At the end of all of this, I’d be remiss if I didn’t also remind you that a university education is not necessarily required to get ahead in this world. Trade schools and apprenticeships offer a multitude of opportunities without the hefty price tag of a four-year degree. Furthermore, there are other ways of reducing the cost. I only went to my expensive private art college for two years because my wife and I already had lower-cost associate’s degrees from public schools. And I spent ten years getting that two-year degree! I paid for most of it slowly out-of-pocket.

That said, we live in an increasingly technological world, and if this nation is to retain its leadership position in science and industry, we need to ensure that our population has access to the best possible education resources.

Web admin for the Christian Gamers Guild and co-host of the Geek @ Arms podcast. Bryan primarily runs character-driven narrativist RPGs such as Primetime Adventures and Tales From the Loop.


  1. very interesting. in britain, when i did my first degree, all university courses were free (as far as i know). by the time i did my first masters at the universtiy of texas (which obviously was not free) in 1995, higher degrees were already expensive in britain (i have yet another masters from the UK as well). and now first degrees are becoming as unaffordable in the UK as they are in the USA. is the matter of student loans even soluble if it is to be fair to those who are poor?

    1. In the short term it may not be soluble without a fairly major, possibly even catastrophic, shakeup of the higher education system. And that kind of a change isn’t likely to be the sort of thing the U.S. government is capable of forcing. Over the long term (50-80 years), finding ways to depress tuition rate growth could at least bring the cost of a University education back into the grasp of any reasonably industrious person.

      It is difficult to know exactly what kind of power the non-traditional MOOC (massive open online courses) trend will have. Free online courses don’t offer many of the side-benefits of a formal education, of course, such as social connections and a foundation of a professional network, not to mention the degree itself, but they do offer the same skills to an enterprising student.
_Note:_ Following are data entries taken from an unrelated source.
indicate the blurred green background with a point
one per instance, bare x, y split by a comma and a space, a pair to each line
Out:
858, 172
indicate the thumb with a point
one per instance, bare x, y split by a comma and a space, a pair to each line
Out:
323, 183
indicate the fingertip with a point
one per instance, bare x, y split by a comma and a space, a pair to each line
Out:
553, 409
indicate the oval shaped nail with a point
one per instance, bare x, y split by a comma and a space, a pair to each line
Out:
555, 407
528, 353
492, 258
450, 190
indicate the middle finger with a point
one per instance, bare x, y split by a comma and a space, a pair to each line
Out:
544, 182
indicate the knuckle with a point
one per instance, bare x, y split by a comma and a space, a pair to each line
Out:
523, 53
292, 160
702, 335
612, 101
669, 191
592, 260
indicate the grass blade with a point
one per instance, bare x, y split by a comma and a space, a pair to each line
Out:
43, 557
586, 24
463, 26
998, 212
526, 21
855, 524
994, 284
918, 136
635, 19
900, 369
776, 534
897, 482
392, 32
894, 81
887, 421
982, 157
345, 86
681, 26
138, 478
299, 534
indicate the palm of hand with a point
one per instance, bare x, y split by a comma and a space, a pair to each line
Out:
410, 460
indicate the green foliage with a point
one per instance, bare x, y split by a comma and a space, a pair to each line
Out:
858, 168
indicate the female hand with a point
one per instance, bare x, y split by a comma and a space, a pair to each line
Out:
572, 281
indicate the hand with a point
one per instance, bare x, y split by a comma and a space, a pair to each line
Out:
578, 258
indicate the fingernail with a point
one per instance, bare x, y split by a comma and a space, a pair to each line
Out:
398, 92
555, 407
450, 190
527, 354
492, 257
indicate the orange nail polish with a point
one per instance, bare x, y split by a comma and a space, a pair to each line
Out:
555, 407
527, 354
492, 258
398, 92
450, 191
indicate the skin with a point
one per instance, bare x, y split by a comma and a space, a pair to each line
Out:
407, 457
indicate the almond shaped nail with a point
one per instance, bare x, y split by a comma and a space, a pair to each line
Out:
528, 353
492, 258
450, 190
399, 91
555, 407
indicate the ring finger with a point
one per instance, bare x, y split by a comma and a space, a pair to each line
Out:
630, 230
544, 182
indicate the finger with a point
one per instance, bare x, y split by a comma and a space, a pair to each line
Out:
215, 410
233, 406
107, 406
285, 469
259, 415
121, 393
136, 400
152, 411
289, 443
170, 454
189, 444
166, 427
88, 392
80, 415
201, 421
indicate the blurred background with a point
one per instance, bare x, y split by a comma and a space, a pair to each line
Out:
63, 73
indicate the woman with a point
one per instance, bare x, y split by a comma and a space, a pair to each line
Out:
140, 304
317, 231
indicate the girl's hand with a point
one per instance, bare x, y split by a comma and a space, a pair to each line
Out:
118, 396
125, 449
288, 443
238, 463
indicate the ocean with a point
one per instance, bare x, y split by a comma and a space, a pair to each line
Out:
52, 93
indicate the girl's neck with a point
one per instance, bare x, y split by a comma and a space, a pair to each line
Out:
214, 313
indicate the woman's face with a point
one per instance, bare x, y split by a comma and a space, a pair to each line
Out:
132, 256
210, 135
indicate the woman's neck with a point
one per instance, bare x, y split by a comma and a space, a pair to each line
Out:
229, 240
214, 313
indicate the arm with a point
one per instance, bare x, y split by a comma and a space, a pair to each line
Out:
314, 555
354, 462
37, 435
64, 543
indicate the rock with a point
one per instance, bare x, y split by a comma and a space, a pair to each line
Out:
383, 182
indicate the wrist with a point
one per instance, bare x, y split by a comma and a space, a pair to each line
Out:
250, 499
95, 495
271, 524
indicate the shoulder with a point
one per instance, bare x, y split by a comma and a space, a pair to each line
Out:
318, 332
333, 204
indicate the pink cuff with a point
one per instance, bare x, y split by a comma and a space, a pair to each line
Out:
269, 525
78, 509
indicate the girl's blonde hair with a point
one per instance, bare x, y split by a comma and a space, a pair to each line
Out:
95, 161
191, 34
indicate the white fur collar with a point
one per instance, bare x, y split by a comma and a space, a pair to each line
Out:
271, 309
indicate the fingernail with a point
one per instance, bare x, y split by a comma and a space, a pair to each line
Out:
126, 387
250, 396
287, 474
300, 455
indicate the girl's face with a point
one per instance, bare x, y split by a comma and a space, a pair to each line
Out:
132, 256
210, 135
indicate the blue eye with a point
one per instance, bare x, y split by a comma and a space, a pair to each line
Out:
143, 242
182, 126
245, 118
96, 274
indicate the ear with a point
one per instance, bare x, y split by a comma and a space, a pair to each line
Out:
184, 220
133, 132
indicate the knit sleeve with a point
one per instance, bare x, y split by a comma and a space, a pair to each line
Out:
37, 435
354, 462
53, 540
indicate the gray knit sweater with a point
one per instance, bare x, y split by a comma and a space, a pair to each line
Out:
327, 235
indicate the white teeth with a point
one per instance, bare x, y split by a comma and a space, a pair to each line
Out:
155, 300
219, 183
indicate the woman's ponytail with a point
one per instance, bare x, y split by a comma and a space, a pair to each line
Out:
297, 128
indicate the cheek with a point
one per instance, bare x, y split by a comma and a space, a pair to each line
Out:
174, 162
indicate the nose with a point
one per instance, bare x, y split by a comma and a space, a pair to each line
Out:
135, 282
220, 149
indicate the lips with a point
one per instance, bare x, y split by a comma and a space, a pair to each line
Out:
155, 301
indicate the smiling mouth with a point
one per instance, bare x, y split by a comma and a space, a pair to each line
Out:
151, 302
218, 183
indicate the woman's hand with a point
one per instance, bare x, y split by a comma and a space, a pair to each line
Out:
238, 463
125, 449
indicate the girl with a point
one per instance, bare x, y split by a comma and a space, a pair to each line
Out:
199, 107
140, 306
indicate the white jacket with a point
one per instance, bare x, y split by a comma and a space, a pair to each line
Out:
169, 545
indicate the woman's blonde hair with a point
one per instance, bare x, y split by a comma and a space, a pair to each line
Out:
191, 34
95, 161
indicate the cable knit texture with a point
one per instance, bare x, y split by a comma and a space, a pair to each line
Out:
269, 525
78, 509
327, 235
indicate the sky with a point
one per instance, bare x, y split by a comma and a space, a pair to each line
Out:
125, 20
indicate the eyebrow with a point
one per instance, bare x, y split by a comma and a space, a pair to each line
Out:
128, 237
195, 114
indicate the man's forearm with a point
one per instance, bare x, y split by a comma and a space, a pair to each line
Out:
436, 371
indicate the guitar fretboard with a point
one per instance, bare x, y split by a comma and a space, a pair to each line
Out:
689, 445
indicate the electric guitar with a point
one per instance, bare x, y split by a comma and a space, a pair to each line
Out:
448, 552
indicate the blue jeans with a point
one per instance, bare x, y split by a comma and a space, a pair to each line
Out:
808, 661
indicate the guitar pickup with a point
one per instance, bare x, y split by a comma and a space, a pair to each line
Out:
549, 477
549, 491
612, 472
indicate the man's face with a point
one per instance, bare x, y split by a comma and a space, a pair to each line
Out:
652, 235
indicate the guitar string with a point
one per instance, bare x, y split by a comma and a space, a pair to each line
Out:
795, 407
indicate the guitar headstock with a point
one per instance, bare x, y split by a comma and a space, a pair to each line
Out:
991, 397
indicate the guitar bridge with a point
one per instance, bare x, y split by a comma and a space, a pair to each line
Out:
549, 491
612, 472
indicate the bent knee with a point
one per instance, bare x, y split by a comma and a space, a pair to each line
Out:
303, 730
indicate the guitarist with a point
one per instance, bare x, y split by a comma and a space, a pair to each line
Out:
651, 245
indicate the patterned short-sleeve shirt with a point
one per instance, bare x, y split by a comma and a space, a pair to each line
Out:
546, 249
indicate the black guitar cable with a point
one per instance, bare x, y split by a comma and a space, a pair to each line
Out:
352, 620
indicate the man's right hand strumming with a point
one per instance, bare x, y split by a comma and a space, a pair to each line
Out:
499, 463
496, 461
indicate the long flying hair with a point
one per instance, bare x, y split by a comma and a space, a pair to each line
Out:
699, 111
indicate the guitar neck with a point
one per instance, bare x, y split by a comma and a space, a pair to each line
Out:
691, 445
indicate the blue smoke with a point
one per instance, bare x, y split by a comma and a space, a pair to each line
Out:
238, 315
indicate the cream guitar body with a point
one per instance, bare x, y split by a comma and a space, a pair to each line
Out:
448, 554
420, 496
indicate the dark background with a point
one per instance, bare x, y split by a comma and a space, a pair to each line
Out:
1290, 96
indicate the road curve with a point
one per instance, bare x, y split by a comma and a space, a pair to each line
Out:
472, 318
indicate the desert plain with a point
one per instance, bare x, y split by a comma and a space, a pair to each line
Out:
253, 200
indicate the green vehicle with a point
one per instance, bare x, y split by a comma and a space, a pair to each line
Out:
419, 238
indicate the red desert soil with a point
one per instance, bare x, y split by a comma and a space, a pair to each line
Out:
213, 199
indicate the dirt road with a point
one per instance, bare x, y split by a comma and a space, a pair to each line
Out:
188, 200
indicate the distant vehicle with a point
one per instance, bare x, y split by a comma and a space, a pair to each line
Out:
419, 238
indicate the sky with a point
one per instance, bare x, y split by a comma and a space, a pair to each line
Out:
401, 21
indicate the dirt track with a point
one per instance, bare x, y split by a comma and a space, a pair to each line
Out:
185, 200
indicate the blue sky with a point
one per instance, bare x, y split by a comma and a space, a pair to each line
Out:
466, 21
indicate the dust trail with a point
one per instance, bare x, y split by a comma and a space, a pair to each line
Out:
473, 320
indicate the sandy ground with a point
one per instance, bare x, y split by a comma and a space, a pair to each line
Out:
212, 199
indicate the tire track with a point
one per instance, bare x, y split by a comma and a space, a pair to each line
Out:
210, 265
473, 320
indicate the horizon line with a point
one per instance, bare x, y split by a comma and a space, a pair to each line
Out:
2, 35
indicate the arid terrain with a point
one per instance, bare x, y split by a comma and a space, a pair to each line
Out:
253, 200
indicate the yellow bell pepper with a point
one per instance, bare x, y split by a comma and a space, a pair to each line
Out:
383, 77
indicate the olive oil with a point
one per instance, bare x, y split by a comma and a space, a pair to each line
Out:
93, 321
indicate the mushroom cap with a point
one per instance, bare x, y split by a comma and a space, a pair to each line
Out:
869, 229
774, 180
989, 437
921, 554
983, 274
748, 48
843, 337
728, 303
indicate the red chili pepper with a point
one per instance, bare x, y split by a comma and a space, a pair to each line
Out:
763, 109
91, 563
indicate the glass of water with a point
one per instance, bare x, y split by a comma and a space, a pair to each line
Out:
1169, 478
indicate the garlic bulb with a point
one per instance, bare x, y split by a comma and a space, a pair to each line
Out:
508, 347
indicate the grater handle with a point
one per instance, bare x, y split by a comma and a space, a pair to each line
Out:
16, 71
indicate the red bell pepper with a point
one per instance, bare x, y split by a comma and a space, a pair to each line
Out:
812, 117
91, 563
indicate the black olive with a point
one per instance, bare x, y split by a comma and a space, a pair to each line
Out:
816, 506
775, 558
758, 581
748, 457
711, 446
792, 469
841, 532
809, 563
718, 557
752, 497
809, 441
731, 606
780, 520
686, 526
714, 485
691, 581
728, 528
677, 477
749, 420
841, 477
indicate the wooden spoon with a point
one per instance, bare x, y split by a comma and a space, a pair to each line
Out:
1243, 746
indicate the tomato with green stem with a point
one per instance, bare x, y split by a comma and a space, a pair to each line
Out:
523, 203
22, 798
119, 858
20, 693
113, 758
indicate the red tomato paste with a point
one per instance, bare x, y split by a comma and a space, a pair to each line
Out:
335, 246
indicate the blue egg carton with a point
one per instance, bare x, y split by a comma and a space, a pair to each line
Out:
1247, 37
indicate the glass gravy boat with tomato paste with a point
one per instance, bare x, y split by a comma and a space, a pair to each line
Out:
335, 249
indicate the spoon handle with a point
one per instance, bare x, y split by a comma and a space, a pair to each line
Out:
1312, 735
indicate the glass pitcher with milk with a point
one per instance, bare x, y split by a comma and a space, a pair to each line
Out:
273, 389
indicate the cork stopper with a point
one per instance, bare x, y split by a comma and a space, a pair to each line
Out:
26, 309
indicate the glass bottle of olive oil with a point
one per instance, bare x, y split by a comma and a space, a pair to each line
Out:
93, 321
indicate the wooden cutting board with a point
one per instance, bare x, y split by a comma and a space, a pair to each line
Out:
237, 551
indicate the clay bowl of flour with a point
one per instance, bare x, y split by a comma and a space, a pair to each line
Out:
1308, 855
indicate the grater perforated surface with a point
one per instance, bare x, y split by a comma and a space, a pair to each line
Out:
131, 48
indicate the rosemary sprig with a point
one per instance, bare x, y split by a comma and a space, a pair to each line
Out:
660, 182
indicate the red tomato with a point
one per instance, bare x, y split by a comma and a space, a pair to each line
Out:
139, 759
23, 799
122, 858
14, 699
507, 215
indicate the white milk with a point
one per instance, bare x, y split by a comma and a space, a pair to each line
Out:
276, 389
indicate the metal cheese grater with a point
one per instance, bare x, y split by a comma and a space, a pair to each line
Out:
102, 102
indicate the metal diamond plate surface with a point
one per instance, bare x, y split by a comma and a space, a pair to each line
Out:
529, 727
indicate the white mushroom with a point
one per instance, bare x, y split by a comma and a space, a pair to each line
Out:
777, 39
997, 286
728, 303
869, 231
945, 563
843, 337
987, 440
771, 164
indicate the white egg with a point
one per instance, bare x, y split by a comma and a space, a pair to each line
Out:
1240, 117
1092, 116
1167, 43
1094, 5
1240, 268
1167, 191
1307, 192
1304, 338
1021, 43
I hope that they will be disruptive enough to break the current student loan system and allow at least some degree of reorganization.

      1. these are pretty momentous matters. one could argue that the higher education system has already been shaken up over the last fifty years by the huge influx of students into the system. there are so many red hot issues in this alone that even venturing a mild opinion on it is risky.

        MOOCs are an interesting development. the availability of high quality lectures online is a wonderful thing, however as a former teacher, i am pretty sure one also need a tutor.

        the matter of social networks is yet another hot potato! i think this only works for some disciplines and some schools. that doesn’t mean that it isn’t vital, but it isn’t necessarily of much interest to the institution of education once they have got their hands on your money.

        1. I think you’ve put your finger on the biggest issue, there: There’s too much interest in the money. That goes well beyond the scope of higher education, of course. We have an unhealthy relationship with our wealth these days, and that preoccupation distorts so much of our culture.

          A degree is evaluated based on how much income it can generate, and Universities are rated, not on the abilities or knowledge of their graduates, but on job placement statistics. I display that mindset myself, in this very article.

          We measure the value of our culture-generation activities in terms of income rather than significance.

          But now I’m starting to talk about problems that I don’t even have the tools to evaluate. Maybe I shouldn’t have shirked those sociology classes…

      2. You have framed these issues very accurately. These are indeed some of the most important issues facing humans: what do we learn and why? These have been preoccupations at least since the Ancient Greeks (their education system was a mess, IMO). But now we have to ask, in addition: how much will it cost and will i ever be able to pay it back? All this might be an interesting parlour game were it not of critical, and perhaps existential, significance.